Est-ce suffisant ? Non : il faut donc changer d’échelle, accroître et diversifier nos moyens d’action :
-  Un premier axe de travail, c’est la remise à plat de la carte des ZEP, en relation avec l’ensemble des acteurs du système éducatif : les chefs d’établissement, les enseignants, les parents, les élus locaux, les partenaires économiques et sociaux. Notre objectif doit être de concentrer les moyens sur les établissements où les difficultés sont plus lourdes - donc, un meilleur ciblage.
-  Un deuxième axe, c’est la réforme de la formation des enseignants de ZEP, afin qu’ils aient une meilleure connaissance des publics scolaires et les méthodes de travail appropriées, en particulier pour l’apprentissage de la langue française, lorsqu’il s’agit de s’adresser à des enfants de familles non francophones. Ces enseignants devront également bénéficier de meilleures conditions de rémunérations et de carrière. Notre objectif est de valoriser l’enseignement en ZEP et de créer des équipes pédagogiques stables, alors que, trop souvent, ces enseignants tournent rapidement.
-  Un troisième axe est la reconnaissance du mérite et l’aide que nous devons apporter aux élèves qui réussissent dans les lycées des quartiers difficiles : la plupart ignorent les perspectives qui leur sont offertes ou se heurtent à des procédures de sélection trop rigides.
-  Les internats d’excellence sont une solution : il y en aura deux fois plus à la rentrée 2006. Les bourses au mérite sont une autre solution : j’ai décidé d’en ouvrir 100 000 l’année prochaine, au lieu de 28 000 cette année.
-  Mais je souhaite aussi que l’ensemble des grandes écoles et des universités s’engagent, avant la rentrée 2006, sur la mise en place de systèmes de tutorat en faveur des élèves les plus méritants des ZEP ou sur la mise en place d’un dispositif d’accès adapté.
-  Dans le cadre de la loi sur l’école, d’autres expérimentations pourraient être lancées : je pense en particulier à un accompagnement personnalisé dans des classes d’accueil, pour permettre aux élèves issus des ZEP d’entrer dans de bonnes conditions dans les meilleures classes préparatoires. Le lycée Henri IV à Paris sera pilote de ce projet : 30 élèves seront accueillis dans ce dispositif et logés dès la rentrée 2006. Je pense aussi à la proposition de Richard DESCOINGS d’ouverture d’un lycée expérimental en Seine-Saint-Denis, qui permettra d’ouvrir de nouvelles pistes pédagogiques.
-  Enfin l’administration doit, elle aussi, donner l’exemple : nous ouvrirons des modules de préparation aux concours administratifs dans un certain nombre de lycées et ce, sur l’ensemble du territoire.
-  Sur toutes ces mesures, Gilles de ROBIEN me remettra ses propositions de mise en oeuvre dans les quinze prochains jours.

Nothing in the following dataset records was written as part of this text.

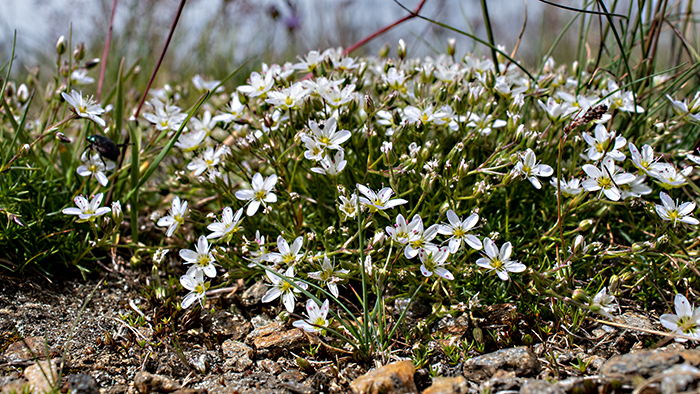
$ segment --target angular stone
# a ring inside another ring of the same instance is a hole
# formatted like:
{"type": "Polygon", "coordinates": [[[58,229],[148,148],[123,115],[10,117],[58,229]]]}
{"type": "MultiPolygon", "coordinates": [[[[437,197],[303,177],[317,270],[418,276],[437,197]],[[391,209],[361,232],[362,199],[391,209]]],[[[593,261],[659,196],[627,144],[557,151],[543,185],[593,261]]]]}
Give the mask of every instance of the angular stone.
{"type": "Polygon", "coordinates": [[[254,285],[250,286],[243,292],[243,295],[241,296],[241,304],[246,308],[258,305],[262,302],[262,298],[266,292],[267,285],[265,285],[265,282],[262,280],[257,281],[254,285]]]}
{"type": "MultiPolygon", "coordinates": [[[[24,341],[17,341],[5,349],[3,356],[8,363],[22,363],[32,360],[46,360],[46,342],[42,337],[29,337],[24,341]],[[25,345],[26,342],[26,345],[25,345]],[[29,347],[27,347],[27,345],[29,347]]],[[[58,357],[56,349],[49,348],[50,357],[58,357]]]]}
{"type": "Polygon", "coordinates": [[[598,375],[632,383],[637,375],[649,378],[678,364],[699,366],[700,349],[638,350],[606,361],[598,370],[598,375]]]}
{"type": "Polygon", "coordinates": [[[92,376],[85,373],[68,375],[68,392],[70,394],[97,394],[100,388],[92,376]]]}
{"type": "Polygon", "coordinates": [[[255,350],[252,347],[232,339],[227,339],[221,344],[221,352],[227,360],[224,362],[225,370],[243,372],[253,365],[255,350]]]}
{"type": "Polygon", "coordinates": [[[469,315],[466,313],[456,318],[443,317],[437,324],[437,332],[443,335],[462,337],[467,331],[469,331],[469,315]]]}
{"type": "Polygon", "coordinates": [[[498,370],[512,371],[520,377],[535,375],[539,369],[537,356],[529,348],[521,346],[470,358],[464,363],[464,376],[479,382],[492,377],[498,370]]]}
{"type": "Polygon", "coordinates": [[[410,361],[398,361],[367,372],[350,383],[355,394],[418,393],[413,382],[416,368],[410,361]]]}
{"type": "Polygon", "coordinates": [[[284,323],[281,321],[273,321],[272,323],[266,324],[262,327],[257,327],[251,331],[248,336],[246,336],[245,342],[251,344],[258,338],[265,337],[279,331],[284,331],[284,323]]]}
{"type": "Polygon", "coordinates": [[[29,390],[29,382],[26,379],[14,379],[7,383],[0,383],[0,394],[16,394],[29,390]]]}
{"type": "Polygon", "coordinates": [[[469,384],[464,376],[446,378],[438,376],[433,379],[433,384],[423,391],[423,394],[466,394],[469,392],[469,384]]]}
{"type": "Polygon", "coordinates": [[[138,372],[134,376],[134,387],[141,394],[149,394],[154,391],[169,393],[179,389],[180,384],[167,376],[138,372]]]}
{"type": "Polygon", "coordinates": [[[202,325],[207,332],[214,335],[230,337],[234,341],[245,338],[253,325],[242,315],[226,310],[218,310],[202,319],[202,325]]]}
{"type": "Polygon", "coordinates": [[[520,387],[520,394],[565,394],[561,387],[546,380],[528,379],[520,387]]]}
{"type": "Polygon", "coordinates": [[[50,393],[54,388],[59,388],[57,360],[39,361],[24,370],[24,377],[29,381],[29,386],[34,393],[50,393]]]}
{"type": "MultiPolygon", "coordinates": [[[[298,349],[312,343],[311,337],[305,335],[302,329],[287,329],[280,321],[256,328],[248,334],[245,341],[262,353],[275,353],[282,349],[298,349]]],[[[313,342],[315,341],[314,339],[313,342]]]]}

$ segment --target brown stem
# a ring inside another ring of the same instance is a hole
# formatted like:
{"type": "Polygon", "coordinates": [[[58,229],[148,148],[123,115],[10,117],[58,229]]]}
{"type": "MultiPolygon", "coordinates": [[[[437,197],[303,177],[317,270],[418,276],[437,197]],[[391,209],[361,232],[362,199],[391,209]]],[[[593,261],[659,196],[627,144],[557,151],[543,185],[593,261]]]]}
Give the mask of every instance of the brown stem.
{"type": "MultiPolygon", "coordinates": [[[[112,28],[114,27],[114,11],[117,9],[117,0],[112,3],[112,16],[109,17],[109,30],[107,31],[107,40],[105,40],[105,50],[102,52],[102,64],[100,64],[100,79],[97,81],[97,94],[95,99],[100,101],[102,93],[102,82],[105,79],[105,69],[107,68],[107,56],[109,55],[109,44],[112,42],[112,28]]],[[[121,132],[121,130],[120,130],[121,132]]]]}

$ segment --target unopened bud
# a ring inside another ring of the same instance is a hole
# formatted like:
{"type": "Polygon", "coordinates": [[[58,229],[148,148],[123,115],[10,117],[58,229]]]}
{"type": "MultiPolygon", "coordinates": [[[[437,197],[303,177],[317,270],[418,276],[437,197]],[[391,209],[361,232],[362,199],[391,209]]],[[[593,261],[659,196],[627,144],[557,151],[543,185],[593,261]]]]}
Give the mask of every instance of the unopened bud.
{"type": "Polygon", "coordinates": [[[646,246],[642,242],[635,242],[632,244],[632,252],[637,253],[646,249],[646,246]]]}
{"type": "Polygon", "coordinates": [[[58,72],[60,72],[61,75],[63,75],[64,77],[67,77],[68,74],[70,74],[70,65],[67,61],[64,61],[63,64],[61,64],[61,67],[58,69],[58,72]]]}
{"type": "Polygon", "coordinates": [[[399,46],[396,48],[396,53],[398,54],[399,59],[403,60],[406,58],[406,43],[403,39],[399,40],[399,46]]]}
{"type": "Polygon", "coordinates": [[[450,56],[455,55],[455,45],[457,44],[457,39],[450,37],[447,39],[447,54],[450,56]]]}
{"type": "Polygon", "coordinates": [[[56,41],[56,53],[58,53],[59,56],[66,53],[66,37],[58,37],[58,41],[56,41]]]}
{"type": "Polygon", "coordinates": [[[591,306],[589,306],[589,309],[590,309],[591,312],[593,312],[593,313],[598,313],[598,312],[600,312],[600,305],[598,305],[598,304],[592,304],[591,306]]]}
{"type": "Polygon", "coordinates": [[[365,95],[365,112],[368,115],[374,114],[374,100],[369,94],[365,95]]]}
{"type": "Polygon", "coordinates": [[[613,275],[610,277],[610,285],[608,286],[608,290],[610,290],[610,294],[615,294],[617,293],[618,290],[620,290],[620,277],[617,275],[613,275]]]}
{"type": "Polygon", "coordinates": [[[85,43],[79,43],[73,50],[73,58],[77,61],[83,60],[85,57],[85,43]]]}
{"type": "MultiPolygon", "coordinates": [[[[396,102],[396,98],[397,98],[397,97],[399,97],[399,92],[393,91],[393,92],[386,98],[386,101],[384,101],[384,105],[387,106],[387,107],[393,107],[393,106],[394,106],[394,103],[396,102]]],[[[399,121],[399,122],[396,123],[396,124],[399,124],[399,123],[401,123],[401,121],[399,121]]]]}
{"type": "Polygon", "coordinates": [[[19,150],[19,154],[22,157],[27,157],[29,156],[29,151],[32,150],[32,147],[29,144],[24,144],[19,150]]]}
{"type": "Polygon", "coordinates": [[[87,62],[85,62],[85,68],[89,70],[89,69],[97,66],[98,64],[100,64],[100,58],[96,57],[94,59],[90,59],[87,62]]]}
{"type": "Polygon", "coordinates": [[[66,144],[70,144],[71,142],[73,142],[70,138],[66,137],[66,135],[61,133],[60,131],[56,133],[56,138],[61,142],[65,142],[66,144]]]}
{"type": "Polygon", "coordinates": [[[114,201],[112,203],[112,219],[117,226],[122,223],[122,204],[119,201],[114,201]]]}
{"type": "Polygon", "coordinates": [[[574,290],[574,294],[571,296],[571,299],[573,299],[576,302],[579,302],[581,304],[587,304],[588,303],[588,294],[586,294],[585,291],[581,289],[576,289],[574,290]]]}
{"type": "Polygon", "coordinates": [[[585,219],[579,222],[578,227],[581,229],[581,231],[588,231],[592,225],[593,219],[585,219]]]}
{"type": "Polygon", "coordinates": [[[20,103],[24,104],[29,100],[29,88],[25,84],[19,85],[19,89],[17,89],[17,100],[19,100],[20,103]]]}
{"type": "Polygon", "coordinates": [[[12,96],[15,95],[15,83],[12,81],[9,81],[7,85],[5,86],[5,97],[11,98],[12,96]]]}
{"type": "Polygon", "coordinates": [[[390,51],[390,50],[391,50],[391,47],[389,46],[388,43],[382,45],[382,47],[379,48],[379,57],[382,58],[382,59],[386,58],[387,56],[389,56],[389,51],[390,51]]]}

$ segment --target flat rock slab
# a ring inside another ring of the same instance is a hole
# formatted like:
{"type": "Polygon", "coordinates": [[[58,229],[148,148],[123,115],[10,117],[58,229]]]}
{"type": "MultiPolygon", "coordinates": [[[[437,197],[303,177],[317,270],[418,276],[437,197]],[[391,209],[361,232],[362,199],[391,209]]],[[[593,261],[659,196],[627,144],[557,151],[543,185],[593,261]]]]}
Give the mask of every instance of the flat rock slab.
{"type": "Polygon", "coordinates": [[[350,383],[355,394],[413,394],[416,367],[410,361],[398,361],[367,372],[350,383]]]}
{"type": "Polygon", "coordinates": [[[24,341],[17,341],[8,346],[5,353],[3,353],[3,357],[8,363],[45,360],[47,350],[50,357],[59,356],[58,350],[49,348],[44,338],[29,337],[24,341]]]}
{"type": "Polygon", "coordinates": [[[167,376],[139,372],[134,376],[134,387],[141,394],[153,392],[170,393],[180,388],[180,384],[167,376]]]}
{"type": "Polygon", "coordinates": [[[489,379],[499,370],[514,372],[518,377],[533,376],[539,372],[540,363],[535,353],[525,346],[498,350],[464,363],[464,377],[475,382],[489,379]]]}
{"type": "Polygon", "coordinates": [[[700,365],[700,349],[639,350],[606,361],[598,370],[605,379],[632,383],[637,376],[649,378],[676,365],[700,365]]]}
{"type": "Polygon", "coordinates": [[[423,394],[467,394],[469,383],[464,376],[454,378],[436,377],[433,384],[423,391],[423,394]]]}

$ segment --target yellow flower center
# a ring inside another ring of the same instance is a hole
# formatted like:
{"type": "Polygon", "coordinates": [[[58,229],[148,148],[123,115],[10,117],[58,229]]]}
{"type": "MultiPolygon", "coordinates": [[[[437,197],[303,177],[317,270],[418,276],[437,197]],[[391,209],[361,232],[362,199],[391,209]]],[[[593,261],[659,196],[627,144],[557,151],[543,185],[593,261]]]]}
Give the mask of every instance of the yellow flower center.
{"type": "Polygon", "coordinates": [[[610,189],[613,186],[612,180],[607,177],[598,178],[598,186],[603,189],[610,189]]]}

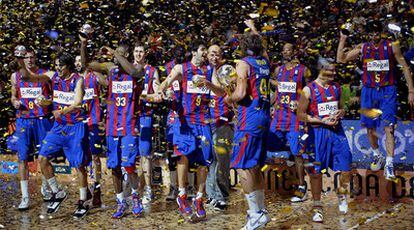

Avec les chefs d’établissement, directeurs d’école, principaux de collège, proviseurs de lycée, c’est sur les enseignants que repose le succès de tout ce que nous pourrons entreprendre pour l’éducation de nos enfants.

Je sais que je peux compter sur leur dévouement exceptionnel et sur leur amour du métier.

Je sais aussi qu’ils veulent être mieux formés et mieux préparés à ce métier.

Avant la fin de l’année scolaire, un cahier des charges de la formation des maîtres sera défini.

Notre ambition commune, c’est que chacun trouve sa véritable place dans notre République. Nous devons tendre la main à chacun et ne laisser personne au bord de la route.

L’année 2006 sera l’année de l’égalité des chances, comme grande cause nationale. Azouz BEGAG me fera des propositions dès la fin du mois de décembre.